Había una vez un granjero
que tenía un asno muy viejo. Un día, mientras el asno estaba caminando por un
prado, pisó sobre unas tablas que estaban en el suelo, se rompieron y el asno
cayó al fondo de un pozo abandonado.
Atrapado en el fondo del
pozo el asno comenzó a rebuznar muy alto. Casualmente, el granjero oyó los
rebuznos y se dirigió al prado para ver qué pasaba. Pensó mucho cuando encontró
al asno allí abajo. El asno era excesivamente viejo y ya no podía realizar
ningún trabajo en la granja. El granjero decidió que enterraría al viejo asno
en el fondo del pozo, ya que no valía la pena sacar al burro puesto que ya no
era útil.
Una vez tomada esta
decisión, se dirigió a sus vecinos para pedirles que vinieran al prado con sus
palas.
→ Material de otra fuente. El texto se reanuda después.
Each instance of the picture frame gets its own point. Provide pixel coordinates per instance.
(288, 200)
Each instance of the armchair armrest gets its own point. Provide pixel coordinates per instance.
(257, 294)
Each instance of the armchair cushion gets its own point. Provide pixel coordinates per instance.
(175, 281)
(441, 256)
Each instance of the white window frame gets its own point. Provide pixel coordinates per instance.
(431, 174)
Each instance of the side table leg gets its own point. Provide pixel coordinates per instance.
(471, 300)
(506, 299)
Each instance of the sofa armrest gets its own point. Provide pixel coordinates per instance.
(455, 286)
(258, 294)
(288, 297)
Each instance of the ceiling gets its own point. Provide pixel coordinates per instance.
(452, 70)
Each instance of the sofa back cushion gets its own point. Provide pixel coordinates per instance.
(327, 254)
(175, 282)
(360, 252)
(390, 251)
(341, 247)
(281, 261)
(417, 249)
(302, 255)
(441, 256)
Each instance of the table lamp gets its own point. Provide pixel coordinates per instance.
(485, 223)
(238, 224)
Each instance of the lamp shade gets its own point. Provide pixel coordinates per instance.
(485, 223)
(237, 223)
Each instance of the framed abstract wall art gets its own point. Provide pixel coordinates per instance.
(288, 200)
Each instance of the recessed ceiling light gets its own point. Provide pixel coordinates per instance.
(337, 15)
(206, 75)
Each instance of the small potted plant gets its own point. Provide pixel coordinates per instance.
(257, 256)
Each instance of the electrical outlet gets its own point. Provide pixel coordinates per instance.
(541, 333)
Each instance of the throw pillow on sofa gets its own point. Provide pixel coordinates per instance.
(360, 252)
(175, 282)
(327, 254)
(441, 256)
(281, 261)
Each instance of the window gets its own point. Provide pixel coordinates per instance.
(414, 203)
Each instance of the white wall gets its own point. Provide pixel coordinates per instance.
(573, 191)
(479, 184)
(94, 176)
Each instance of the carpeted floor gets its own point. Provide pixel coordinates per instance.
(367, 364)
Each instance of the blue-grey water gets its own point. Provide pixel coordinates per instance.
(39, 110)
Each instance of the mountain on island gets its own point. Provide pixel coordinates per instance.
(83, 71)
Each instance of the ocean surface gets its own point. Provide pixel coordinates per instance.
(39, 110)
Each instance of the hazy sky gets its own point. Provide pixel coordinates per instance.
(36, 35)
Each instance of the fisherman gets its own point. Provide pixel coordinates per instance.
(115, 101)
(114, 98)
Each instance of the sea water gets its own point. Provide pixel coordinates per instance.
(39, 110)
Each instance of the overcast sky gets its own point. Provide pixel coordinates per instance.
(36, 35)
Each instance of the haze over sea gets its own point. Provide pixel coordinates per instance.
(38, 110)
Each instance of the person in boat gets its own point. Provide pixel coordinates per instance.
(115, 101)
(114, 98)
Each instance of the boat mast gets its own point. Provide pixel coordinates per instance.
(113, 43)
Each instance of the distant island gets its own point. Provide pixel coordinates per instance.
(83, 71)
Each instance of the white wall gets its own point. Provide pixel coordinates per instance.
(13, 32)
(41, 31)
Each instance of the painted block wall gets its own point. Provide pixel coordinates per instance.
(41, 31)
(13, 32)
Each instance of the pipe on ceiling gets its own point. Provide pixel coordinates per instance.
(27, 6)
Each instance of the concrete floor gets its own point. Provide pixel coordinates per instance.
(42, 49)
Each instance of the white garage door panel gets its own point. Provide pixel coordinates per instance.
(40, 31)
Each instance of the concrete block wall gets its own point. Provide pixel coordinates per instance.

Cuando empezaron a echar tierra encima del asno, éste se puso aún más
inquieto de lo que ya estaba. No sólo estaba atrapado, sino que, además, lo
estaban enterrando en el mismo agujero que le había atrapado.
El burro, en un primer
momento, triste y desesperado se rindió y se tumbó esperando su final. Pero al
estremecerse en llanto, se sacudió y la tierra cayó de su lomo de modo que
empezó a cubrir sus patas. Entonces, el asno levantó sus cascos, los agitó, y
cuando los volvió a poner sobre el suelo, estaban un poquito más altos de lo
que habían estado momentos antes. El burro entonces se sacudía la tierra y daba
un paso encima.
Para sorpresa de todos,
antes de que el día hubiese acabado, el asno apisonó la última palada de
tierra, llegó a la boca del pozo y salió del agujero.
Cada
uno de nuestros problemas es un escalón hacia arriba. Podemos salir de los más
profundos agujeros si no nos damos por vencidos.